I have just started my first cycle of IUI.  I have used clomid before and I have a son as a result but clomid failed to work second time around so progressing to IUI.  I was quite a pro at clomid I knew it inside out and back to front.  I knew exactly when I was going to get the side effects and what they meant etc but now im injecting and I must admit it was really scary at first.  I still cant self inject but I prepare everything and my DH does his duties.

Its my fourth day of injecting now and im going for a scan on Thursday to see how follies are progressing.  Im really nervous because if this fails i know we cant afford another go straight away so we have to save up again.  (Unfortunately we cant have any treatment on the NHS because we already have our son).

Have you taken Clomid before?

Jo
x


----------



## (:millers:) (Feb 13, 2006)

Hi Rachelle and Jo

I'm going in for my first scan tomorrow at 10.00 and I'm so excited.  Can't believe I'm starting my first rollercoaster ride.  I hope it goes smoothly.

Any news on when you'll be starting your tx?

Have a good weekend
Cathy


----------



## luna (Oct 25, 2005)

hello, can i join in?   I have just started my injections, yesterday. Am being injected with HMG (brand name lepori - but thats in spain, not sure name in uk? -100mg) So super-chuffed to have started tx, as think the in-limbo waiting around bit is unbearable....unfortunatley had trainee nurse injecting my backside today and OMG the pain!! hope she isnt there tomorrow or may hide  
anyway, just to say hello really


----------



## (:millers:) (Feb 13, 2006)

Hi Luna

We might be cycle buddies together.  I started taking Clomid on Saturday and only 3 injections, tomorrow, Thursday and Saturday.  I have to go in for another scan on Saturday to see how the follies are doing, and if everything is ok, we get basted next week.  Yipee  

You are very brave doing something like this in a foreign country.  I don't think I could.  Do you know when you might be basted?

Cathy


----------



## luna (Oct 25, 2005)

hi there, sending lots of   your way  
have you been on clomid before? 3 injections sounds way better than my treatment...injections every day for 10 days  
Not sure what happens to be honest as dh is still to call the consultant to arrange when to go in for scan/blood tests. He has gone to walk up a mountain (!) so will have to wait until later to nag him  
its frustrating not being able to pump the consultant for all details (hence have to rely on forgetful dh) as although i know intermediate-level spanish im afraid it doesnt include all the iui jargon!! DH off soon to work in portugal so will have to go for injections alone, scans alone etc. 
I seem to remember consultant saying basting would be around 10-12 days after start injections..so that would be 18th ish, although guess it depends on how my body reacts..maybe later? 20th ish?
when did you have first scan?


----------



## (:millers:) (Feb 13, 2006)

Hey Luna

How are the injections going?  Had anymore luck finding the Spanish terms for IUI?
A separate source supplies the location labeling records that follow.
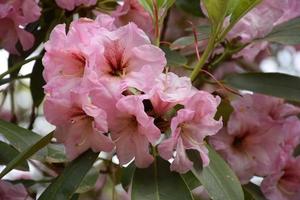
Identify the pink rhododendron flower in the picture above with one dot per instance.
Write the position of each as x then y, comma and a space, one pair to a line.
170, 90
79, 124
130, 127
132, 11
262, 106
250, 148
14, 16
285, 183
258, 136
71, 4
189, 128
9, 191
69, 55
129, 59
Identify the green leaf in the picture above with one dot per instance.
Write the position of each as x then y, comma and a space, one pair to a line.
253, 192
8, 153
148, 6
217, 178
191, 7
65, 185
274, 84
174, 58
158, 183
286, 33
203, 34
191, 180
37, 82
27, 153
88, 181
19, 137
56, 154
217, 11
242, 7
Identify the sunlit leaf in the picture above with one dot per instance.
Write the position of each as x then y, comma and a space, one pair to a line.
217, 178
286, 33
158, 183
65, 185
27, 153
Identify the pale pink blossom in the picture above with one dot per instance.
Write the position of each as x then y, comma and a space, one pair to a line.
133, 11
169, 90
285, 183
129, 59
71, 4
14, 16
250, 149
69, 55
262, 106
260, 135
8, 191
130, 127
189, 128
80, 125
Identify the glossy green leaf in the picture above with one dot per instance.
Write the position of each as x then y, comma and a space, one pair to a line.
203, 34
8, 153
37, 82
147, 4
242, 7
191, 7
274, 84
174, 58
224, 111
253, 192
217, 10
27, 153
56, 154
158, 183
65, 185
286, 33
217, 178
191, 180
20, 138
89, 181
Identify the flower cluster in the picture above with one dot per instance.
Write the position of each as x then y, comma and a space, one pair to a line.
260, 139
106, 90
14, 16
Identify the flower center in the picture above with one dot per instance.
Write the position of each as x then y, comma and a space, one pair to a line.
114, 56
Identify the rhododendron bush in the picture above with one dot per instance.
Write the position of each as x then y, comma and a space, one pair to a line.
150, 99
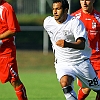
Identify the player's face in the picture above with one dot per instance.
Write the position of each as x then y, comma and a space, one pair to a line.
87, 5
58, 12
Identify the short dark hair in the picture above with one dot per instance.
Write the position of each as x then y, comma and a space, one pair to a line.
64, 3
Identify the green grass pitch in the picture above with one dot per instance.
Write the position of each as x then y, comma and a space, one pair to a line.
38, 75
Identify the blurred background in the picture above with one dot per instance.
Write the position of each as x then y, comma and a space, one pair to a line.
30, 14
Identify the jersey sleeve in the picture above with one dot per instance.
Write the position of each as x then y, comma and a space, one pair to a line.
79, 29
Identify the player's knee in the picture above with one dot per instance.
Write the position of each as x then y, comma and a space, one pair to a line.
16, 83
69, 93
67, 89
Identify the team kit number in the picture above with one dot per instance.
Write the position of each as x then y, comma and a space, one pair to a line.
93, 82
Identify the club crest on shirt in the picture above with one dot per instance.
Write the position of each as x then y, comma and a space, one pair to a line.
93, 24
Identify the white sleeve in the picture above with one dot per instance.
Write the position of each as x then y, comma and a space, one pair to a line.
79, 29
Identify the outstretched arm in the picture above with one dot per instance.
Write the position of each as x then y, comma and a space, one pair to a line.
79, 44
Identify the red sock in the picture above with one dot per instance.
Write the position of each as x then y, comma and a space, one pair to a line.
21, 92
81, 95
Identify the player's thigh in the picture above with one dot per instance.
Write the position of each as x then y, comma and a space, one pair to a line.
87, 75
63, 69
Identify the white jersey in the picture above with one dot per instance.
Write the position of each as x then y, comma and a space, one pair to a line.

Went in yesterday for Menopur injection and have another tomorrow.  I'm sure I can feel things happening down there!! Or maybe I'm  

       

Cathy


----------



## (:millers:) (Feb 13, 2006)

Rachelle - any news yet?

Jo - how are things going?  Do you know when you'll be basted?

Cathy


----------



## luna (Oct 25, 2005)

hello   ..is anybody else having bottom-injections?  
Im having intramuscular injections every day for 10 days  ...is anyone else in same boat?
My   is v. sore already and still 6 days left....going in for scan on friday to see how the follies are looking  . What stage are you all at now? Hey Cathy, hope the clomid is being kind to you  
xx


----------



## MrsBuzby (Apr 10, 2006)

Hi ladies - i don't know whether I'm too late to join in or not really.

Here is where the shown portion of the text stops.